# Group by

Spark SQL supports a typical "group by" operations. The corresponding tools are provided by the grouping data object that comes from the data frame's `groupBy` method. This page discusses the options for using the grouped data object.

In [2]:
from pyspark.sql import SparkSession

spark_session = SparkSession.builder.appName('Temp').getOrCreate()

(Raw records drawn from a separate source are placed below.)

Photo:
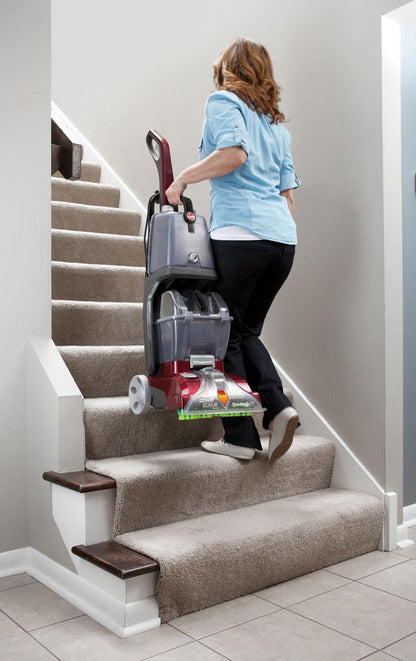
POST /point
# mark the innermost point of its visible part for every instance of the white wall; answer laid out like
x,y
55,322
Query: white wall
x,y
138,67
25,240
408,89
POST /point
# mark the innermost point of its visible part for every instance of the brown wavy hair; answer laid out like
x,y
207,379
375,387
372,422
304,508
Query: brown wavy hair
x,y
245,68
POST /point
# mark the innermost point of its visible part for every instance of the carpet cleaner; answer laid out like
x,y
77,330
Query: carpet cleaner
x,y
186,324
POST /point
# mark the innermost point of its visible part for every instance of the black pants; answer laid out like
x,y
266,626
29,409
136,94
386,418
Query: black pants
x,y
250,273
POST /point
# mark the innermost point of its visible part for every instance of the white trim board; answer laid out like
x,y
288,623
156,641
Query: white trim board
x,y
121,617
128,200
409,515
14,562
349,472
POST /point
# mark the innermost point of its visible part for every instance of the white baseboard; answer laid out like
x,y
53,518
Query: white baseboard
x,y
128,200
409,515
123,617
349,472
14,562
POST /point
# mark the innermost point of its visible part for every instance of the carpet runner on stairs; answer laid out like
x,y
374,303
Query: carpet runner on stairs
x,y
214,558
218,527
186,483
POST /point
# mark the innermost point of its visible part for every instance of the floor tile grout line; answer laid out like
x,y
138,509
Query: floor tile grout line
x,y
148,658
44,646
383,649
14,621
215,651
25,631
17,586
392,594
67,619
368,656
372,573
275,610
319,594
357,640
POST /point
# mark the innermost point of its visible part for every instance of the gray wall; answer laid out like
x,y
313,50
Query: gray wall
x,y
408,36
327,326
25,241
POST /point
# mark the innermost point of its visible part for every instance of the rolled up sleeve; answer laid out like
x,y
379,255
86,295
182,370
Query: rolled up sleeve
x,y
288,177
226,124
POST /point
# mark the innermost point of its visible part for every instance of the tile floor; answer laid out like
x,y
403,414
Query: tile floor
x,y
364,608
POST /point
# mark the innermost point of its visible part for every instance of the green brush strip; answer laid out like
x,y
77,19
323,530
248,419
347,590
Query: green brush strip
x,y
194,416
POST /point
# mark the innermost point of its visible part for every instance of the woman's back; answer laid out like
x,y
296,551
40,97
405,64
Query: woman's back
x,y
250,195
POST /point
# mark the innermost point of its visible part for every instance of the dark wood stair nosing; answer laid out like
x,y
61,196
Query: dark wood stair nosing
x,y
82,481
117,559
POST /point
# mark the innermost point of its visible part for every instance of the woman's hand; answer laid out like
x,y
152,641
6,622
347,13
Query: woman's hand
x,y
218,163
288,194
175,190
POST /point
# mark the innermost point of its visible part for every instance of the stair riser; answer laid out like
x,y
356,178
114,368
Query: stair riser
x,y
113,430
91,325
116,431
82,193
97,249
83,285
221,557
84,218
197,484
89,172
104,373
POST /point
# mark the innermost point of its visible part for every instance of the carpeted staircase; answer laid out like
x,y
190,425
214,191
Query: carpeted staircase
x,y
218,527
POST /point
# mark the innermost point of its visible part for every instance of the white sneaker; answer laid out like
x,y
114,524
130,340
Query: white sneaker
x,y
281,436
221,447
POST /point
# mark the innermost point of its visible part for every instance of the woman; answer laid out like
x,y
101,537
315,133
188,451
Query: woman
x,y
246,155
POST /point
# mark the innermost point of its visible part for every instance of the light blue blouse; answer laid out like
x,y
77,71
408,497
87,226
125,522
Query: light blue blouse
x,y
250,195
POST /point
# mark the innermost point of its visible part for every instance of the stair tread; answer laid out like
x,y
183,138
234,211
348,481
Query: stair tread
x,y
94,268
99,305
211,559
116,559
74,216
95,208
183,483
94,185
82,481
85,192
103,370
98,236
300,508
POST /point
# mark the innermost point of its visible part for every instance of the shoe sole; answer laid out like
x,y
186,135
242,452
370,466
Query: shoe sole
x,y
287,441
226,454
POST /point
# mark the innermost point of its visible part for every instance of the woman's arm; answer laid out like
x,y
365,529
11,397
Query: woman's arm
x,y
220,162
288,194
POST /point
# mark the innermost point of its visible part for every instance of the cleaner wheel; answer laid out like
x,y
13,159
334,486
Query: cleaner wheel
x,y
139,394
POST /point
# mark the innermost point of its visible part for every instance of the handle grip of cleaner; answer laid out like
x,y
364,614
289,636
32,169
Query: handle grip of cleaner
x,y
160,152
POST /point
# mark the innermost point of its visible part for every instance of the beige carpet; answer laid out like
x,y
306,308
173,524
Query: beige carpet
x,y
214,558
163,487
218,527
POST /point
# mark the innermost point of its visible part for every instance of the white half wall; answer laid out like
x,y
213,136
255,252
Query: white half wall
x,y
25,241
327,326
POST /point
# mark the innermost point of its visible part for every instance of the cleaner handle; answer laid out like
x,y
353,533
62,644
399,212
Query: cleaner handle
x,y
160,152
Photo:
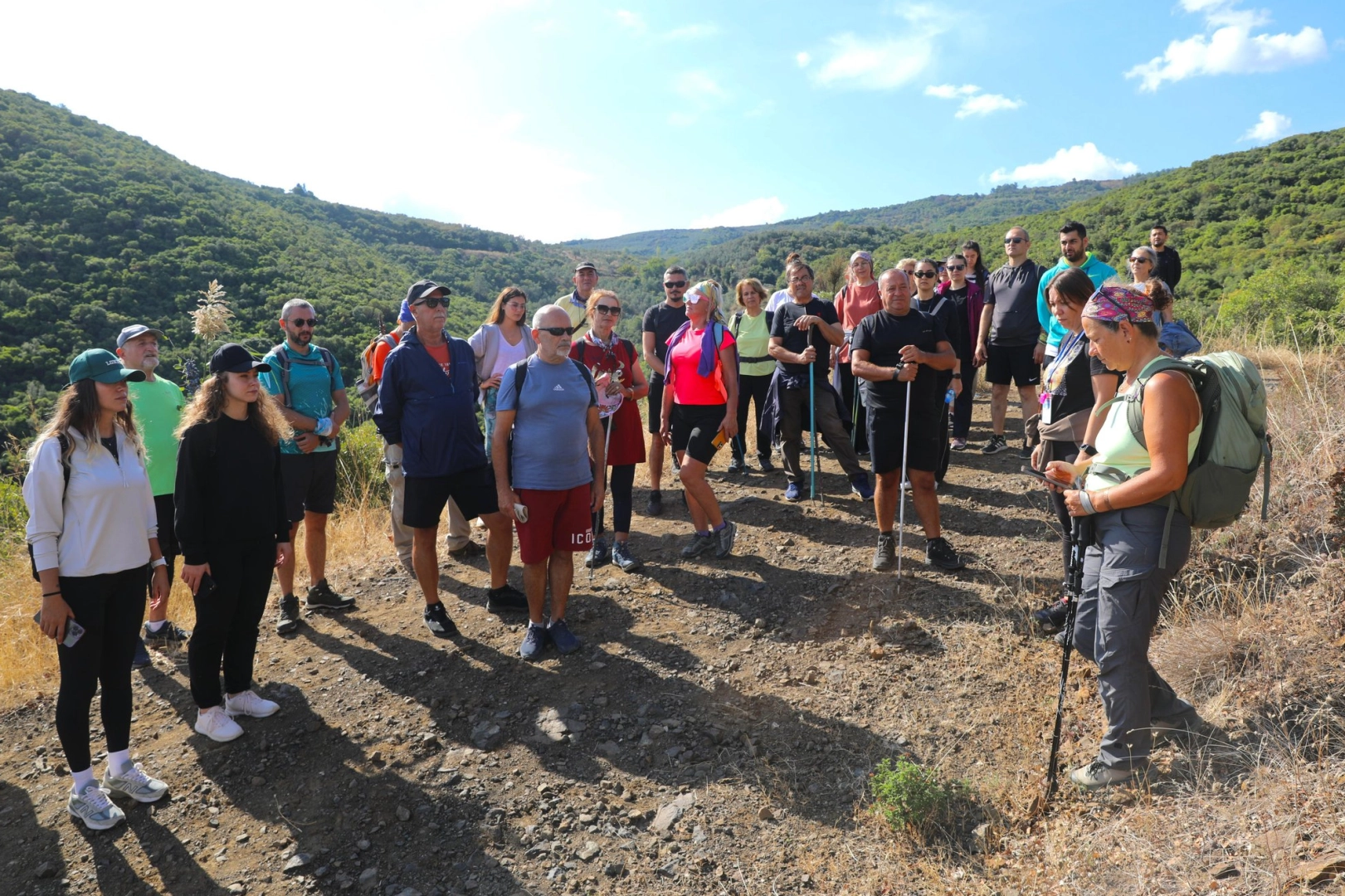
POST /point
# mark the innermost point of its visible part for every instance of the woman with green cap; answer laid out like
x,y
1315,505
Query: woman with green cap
x,y
92,530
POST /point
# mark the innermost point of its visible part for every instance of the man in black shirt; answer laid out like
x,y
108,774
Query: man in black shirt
x,y
1169,263
894,348
660,322
802,334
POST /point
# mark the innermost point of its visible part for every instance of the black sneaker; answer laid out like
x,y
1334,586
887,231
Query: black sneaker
x,y
506,599
437,621
322,597
1052,619
940,553
288,619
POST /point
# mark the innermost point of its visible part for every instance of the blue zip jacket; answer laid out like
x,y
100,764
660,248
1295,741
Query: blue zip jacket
x,y
432,416
1098,270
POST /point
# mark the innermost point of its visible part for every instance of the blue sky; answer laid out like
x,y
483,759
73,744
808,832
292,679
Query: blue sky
x,y
558,120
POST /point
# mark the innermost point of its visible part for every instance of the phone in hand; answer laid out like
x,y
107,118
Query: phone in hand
x,y
74,631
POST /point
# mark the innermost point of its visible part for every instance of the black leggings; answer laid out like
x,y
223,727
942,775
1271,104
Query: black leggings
x,y
227,618
110,608
752,389
621,482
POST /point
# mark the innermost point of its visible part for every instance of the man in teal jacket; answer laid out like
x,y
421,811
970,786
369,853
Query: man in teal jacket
x,y
1074,253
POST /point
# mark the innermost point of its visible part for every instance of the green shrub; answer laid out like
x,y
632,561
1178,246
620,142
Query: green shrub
x,y
911,796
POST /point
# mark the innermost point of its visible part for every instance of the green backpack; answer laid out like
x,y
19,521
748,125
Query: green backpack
x,y
1232,444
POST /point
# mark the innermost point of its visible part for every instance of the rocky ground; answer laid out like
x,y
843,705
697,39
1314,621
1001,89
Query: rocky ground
x,y
714,735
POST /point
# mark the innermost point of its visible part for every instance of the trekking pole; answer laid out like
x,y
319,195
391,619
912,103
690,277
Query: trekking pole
x,y
1080,534
901,486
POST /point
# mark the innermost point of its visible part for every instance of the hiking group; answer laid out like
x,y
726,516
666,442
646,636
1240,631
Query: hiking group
x,y
128,473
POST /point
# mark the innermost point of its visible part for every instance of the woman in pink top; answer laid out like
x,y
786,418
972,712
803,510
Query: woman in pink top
x,y
859,299
699,411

Using Spark's default log4j profile: org/apache/spark/log4j2-defaults.properties
25/09/19 15:34:52 WARN Utils: Your hostname, user-ThinkPad-E16-Gen-2, resolves to a loopback address: 127.0.1.1; using 10.202.22.210 instead (on interface enp0s31f6)
25/09/19 15:34:52 WARN Utils: Set SPARK_LOCAL_IP if you need to bind to another address
Using Spark's default log4j profile: org/apache/spark/log4j2-defaults.properties
Setting default log level to "WARN".
To adjust logging level use sc.setLogLevel(newLevel). For SparkR, use setLogLevel(newLevel).
25/09/19 15:34:53 WARN NativeCodeLoader: Unable to load native-hadoop library for your platform... using builtin-java classes where applicable
25/09/19 15:34:54 WARN Utils: Service 'SparkUI' could not bind on port 4040. Attempting port 4041.
25/09/19 15:34:54 WARN Utils: Service 'SparkUI' could not bind on port 4041. Attempting port 4042.


## Direct methos

There is a set of methods that directly return just one specific aggregation: `min`, `max`, `avg`, `mean`, and `count`. You can list the columns for which you want to compute these aggregations. The meaning completely matches the functions names. They will calculate the aggregations by all available columns by default, but you can also specify the specific columns to be used in the output.

---

The following cell defines the data frame and grouped data that will be used as the example.

In [11]:
df = spark_session.createDataFrame(
    [
        ("a", 10, 7, 9),
        ("a", 18, 3, 1),
        ("b", 12, 9, 1),
        ("b", 15, 7, 0),
        ("c", 4, 9, 12),
        ("c", 12, 15, 5) 
    ],
    schema=['group', "value1", "value2", "value3"]
)
gb = df.groupBy("group")

The following cell shows the application of the `min` function, without specifying wich column to use.

In [12]:
gb.min().show()

+-----+-----------+-----------+-----------+
|group|min(value1)|min(value2)|min(value3)|
+-----+-----------+-----------+-----------+
|    a|         10|          3|          1|
|    b|         12|          7|          0|
|    c|          4|          9|          5|
+-----+-----------+-----------+-----------+



The `max` function is only used for the `value1` column:

In [14]:
gb.max("value1").show()

+-----+-----------+
|group|max(value1)|
+-----+-----------+
|    a|         18|
|    b|         15|
|    c|         12|
+-----+-----------+



The application of the `avg` to `value1` and `value2`:

In [18]:
gb.avg("value1", "value2").show()

+-----+-----------+-----------+
|group|avg(value1)|avg(value2)|
+-----+-----------+-----------+
|    a|       14.0|        5.0|
|    b|       13.5|        8.0|
|    c|        8.0|       12.0|
+-----+-----------+-----------+